OÙ FIX N’A PAS
L’AIR DE CONNAÎTRE DU TOUT LES CHOSES DONT ON LUI PARLE
Le Rangoon,
l’un des paquebots que la Compagnie péninsulaire et orientale emploie au
service des mers de la Chine et du Japon, était un steamer en fer, à hélice,
jaugeant brut dix-sept cent soixante-dix tonnes, et d’une force nominale
de quatre cents chevaux. Il égalait le Mongolia en vitesse, mais non
en confortable. Aussi Mrs. Aouda ne fut-elle point aussi bien installée que
l’eût désiré Phileas Fogg. Après tout, il ne s’agissait que
d’une traversée de trois mille cinq cents milles, soit de onze à douze
jours, et la jeune femme ne se montra pas une difficile passagère.
Pendant les premiers jours de
cette traversée, Mrs. Aouda fit plus ample connaissance avec Phileas Fogg. En
toute occasion, elle lui témoignait la plus vive reconnaissance. Le flegmatique
gentleman l’écoutait, en apparence au moins, avec la plus extrême froideur,
sans qu’une intonation, un geste décelât en lui la plus légère émotion.
Il veillait à ce que rien ne manquât à la jeune femme. A de certaines heures il
venait régulièrement, sinon causer, du moins l’écouter. Il accomplissait
envers elle les devoirs de la politesse la plus stricte, mais avec la grâce et
l’imprévu d’un automate dont les mouvements auraient été combinés
pour cet usage. Mrs. Aouda ne savait trop que penser, mais Passepartout lui
avait un peu expliqué l’excentrique personnalité de son maître. Il lui
avait appris quelle gageure entraînait ce gentleman autour du monde. Mrs. Aouda
avait souri ; mais après tout, elle lui devait la vie, et son sauveur ne
pouvait perdre à ce qu’elle le vît à travers sa reconnaissance.

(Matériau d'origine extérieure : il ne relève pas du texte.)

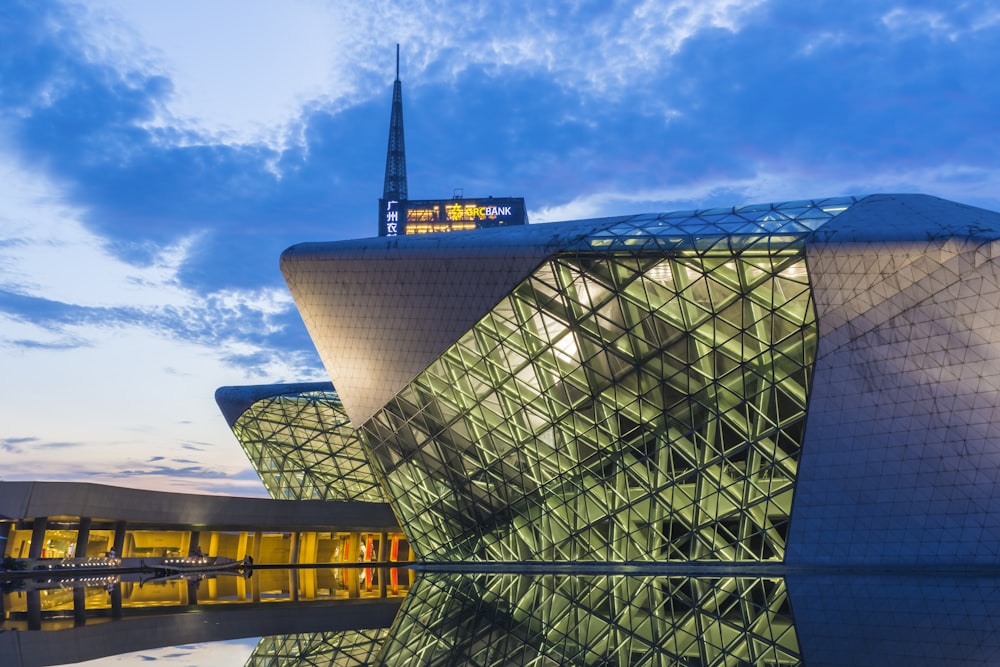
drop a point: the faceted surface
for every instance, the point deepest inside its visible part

Mrs. Aouda confirma le récit
que le guide indou avait fait de sa touchante histoire. Elle était, en effet,
de cette race qui tient le premier rang parmi les races indigènes. Plusieurs
négociants parsis ont fait de grandes fortunes aux Indes, dans le commerce des
cotons. L’un d’eux, Sir James Jejeebhoy, a été anobli par le
gouvernement anglais, et Mrs. Aouda était parente de ce riche personnage qui
habitait Bombay. C’était même un cousin de Sir Jejeebhoy,
l’honorable Jejeeh, qu’elle comptait rejoindre à Hong-Kong.

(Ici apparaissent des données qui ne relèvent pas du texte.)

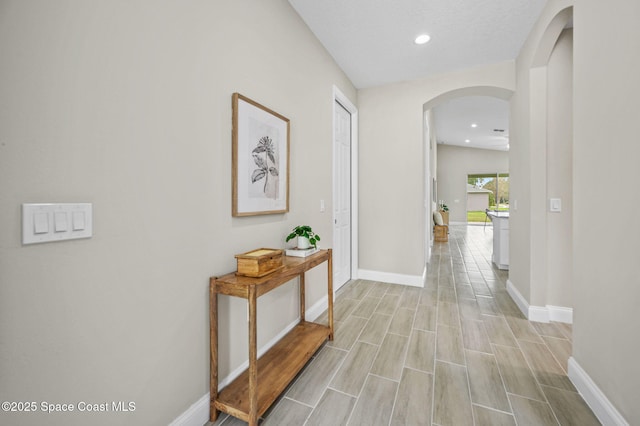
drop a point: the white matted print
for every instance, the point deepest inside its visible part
(260, 159)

Trouverait-elle près de lui refuge et assistance ? Elle ne pouvait
l’affirmer. A quoi Mr. Fogg répondait qu’elle n’eût pas à
s’inquiéter, et que tout s’arrangerait mathématiquement ! Ce fut
son mot.
La jeune femme comprenait-elle
cet horrible adverbe ? On ne sait. Toutefois, ses grands yeux se fixaient sur
ceux de Mr. Fogg, ses grands yeux « limpides comme les lacs sacrés de
l’Himalaya » ! Mais l’intraitable Fogg, aussi boutonné que jamais,
ne semblait point homme à se jeter dans ce lac.
Cette première partie de la
traversée du Rangoon s’accomplit dans des conditions
excellentes. Le temps était maniable. Toute cette portion de l’immense
baie que les marins appellent les « brasses du Bengale » se montra favorable à
la marche du paquebot. Le Rangoon eut bientôt connaissance du
Grand-Andaman, la principale du groupe, que sa pittoresque montagne de
Saddle-Peak, haute de deux mille quatre cents pieds, signale de fort loin aux
navigateurs.
La côte fut prolongée
d’assez près. Les sauvages Papouas de l’île ne se montrèrent point.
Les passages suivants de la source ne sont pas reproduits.